Best book for parents of bereaved children
Parenting a grief-stricken child — especially when a parent is also mourning — can be new territory for a lot of adults. According to Schuurman, “This book helps parents navigate their own grief, as well as better understand how to support their children following the death of a family member” by offering advice and strategies. The book is geared toward all age groups and covers everything from explaining death to a toddler to how best to manage the shifting moods of a grieving teenager. By weaving her own story of loss with the stories of dozens of young people and their parents, the authors help readers “feel a greater sense of normalcy in the midst of an abnormal and terrible event,” says Cirlin.
Best books for bereaved teens
“The death of a parent throws the teenager into a disrupted and potentially isolated life because it is so far from the norm of most of his and her peers,” explains Cirlin. So it is essential that teenagers, in particular, feel connected to a community that is dealing with the same feelings and circumstances. This “very relatable and real” book of personal essays written by grieving young adults covers almost every grief and loss topic, and “pulls no punches,” says Schuurman.

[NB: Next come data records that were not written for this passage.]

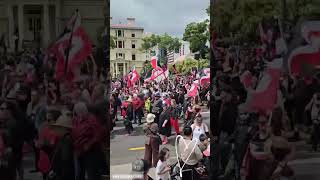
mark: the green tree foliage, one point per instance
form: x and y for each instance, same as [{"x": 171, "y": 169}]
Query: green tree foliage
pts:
[
  {"x": 197, "y": 35},
  {"x": 112, "y": 42},
  {"x": 164, "y": 41},
  {"x": 185, "y": 67}
]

“The author explains to teens what to expect from the loss of a loved one and how to cope, grieve, and live through and with this grief,” says Cohen. Helbert describes it this way: “Just what it says. Straight talk about death when any loved one or relative has died.” This straightforward and practical text covers topics ranging from “Self-Inflicted Death” to “Crying” while exploring the tough questions teens may have, she says.
Best books about grieving a sibling
“Siblings are often called the ‘forgotten mourner’ because attention usually is placed on surviving parents, spouses, and children related to the deceased person,” explains Cirlin. Gerstein, who is a self-described member of this group of mourners, suggests this book by Alan D. Wolfelt because it “validates the sibling relationship and introduces the reader to the concept of disenfranchised grief, which many siblings feel but have difficulty articulating.” Wolfelt, who is the founder of the Center for Loss and Life Transition, provides 100 action-oriented ideas for embracing your grief while honoring the relationship you had with your sibling.
Both Cohen and Horseley recommend this book for bereaved siblings, which features both memoir writing and journalistic research. The author reflects on her personal experience of sibling illness and loss, while also gathering insights and stories from over 200 sibling survivors, says Horseley. Because professional texts for this kind of loss can be limited, the feelings and voices of survivors are highlighted and uplifted.
Surviving the Death of a Sibling: Living Through Grief When an Adult Brother or Sister Dies seeks “to elevate and elucidate the experience and altered lives of siblings who have lost lifelong companions and friends,” says Cirlin. Cohen particularly likes that the book offers both general guidance and “great coping strategies” to those grieving this particular and profound type of loss.